Hot Desk: A Novel - 26
“ ‘Sensitively and masterfully edited’!” Rebecca yelled from her own small but cheerful office in the Lower East Side apartment she shared with Ben. It turned out that Betty Jack was the neighborhood landlady and had been happy to move Ben and Rebecca into a more spacious apartment in a building nex...
“ ‘Sensitively and masterfully edited’!” Rebecca yelled from her own small but cheerful office in the Lower East Side apartment she shared with Ben. It turned out that Betty Jack was the neighborhood landlady and had been happy to move Ben and Rebecca into a more spacious apartment in a building next door to his old place.

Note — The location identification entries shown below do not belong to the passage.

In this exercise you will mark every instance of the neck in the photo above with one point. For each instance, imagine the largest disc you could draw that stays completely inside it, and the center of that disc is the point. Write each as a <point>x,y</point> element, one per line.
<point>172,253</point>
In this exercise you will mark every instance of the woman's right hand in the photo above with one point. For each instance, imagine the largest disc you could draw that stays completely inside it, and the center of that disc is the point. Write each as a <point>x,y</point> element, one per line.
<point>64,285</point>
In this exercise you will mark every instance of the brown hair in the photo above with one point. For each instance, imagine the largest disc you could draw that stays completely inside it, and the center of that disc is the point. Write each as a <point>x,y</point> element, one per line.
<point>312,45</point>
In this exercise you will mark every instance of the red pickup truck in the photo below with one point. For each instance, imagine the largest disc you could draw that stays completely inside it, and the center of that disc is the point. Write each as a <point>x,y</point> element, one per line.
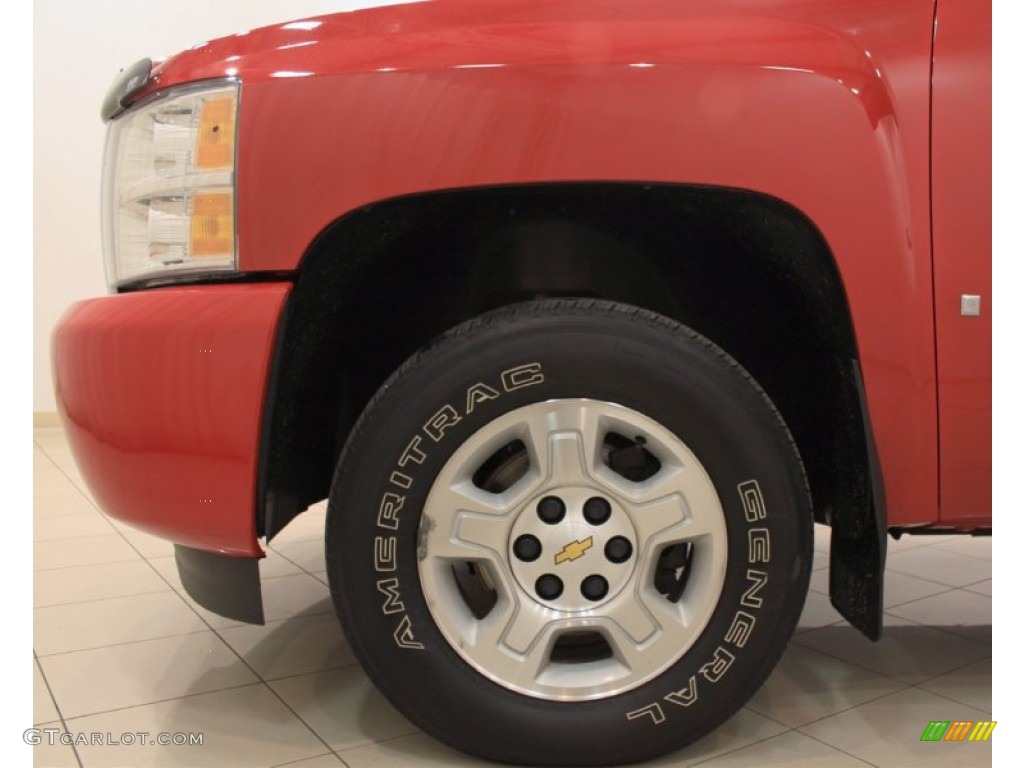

“Come in here and read it with me!” Ben yelled back from the bedroom.
Rebecca closed her laptop, went into the mostly separate kitchen, and turned on the electric kettle. They were both tea drinkers now. While waiting for the water to boil, she texted Stella about the Bon Appétit interview. She put a few pieces of homemade biscotti on a plate for Ben, who was no doubt hungry. The rest she wrapped in parchment paper and stored in a tin to bring uptown to Mimi’s for their weekly dinner. The rustling roused Butch from his chair perch and he lumbered over to sit on one of her bare feet.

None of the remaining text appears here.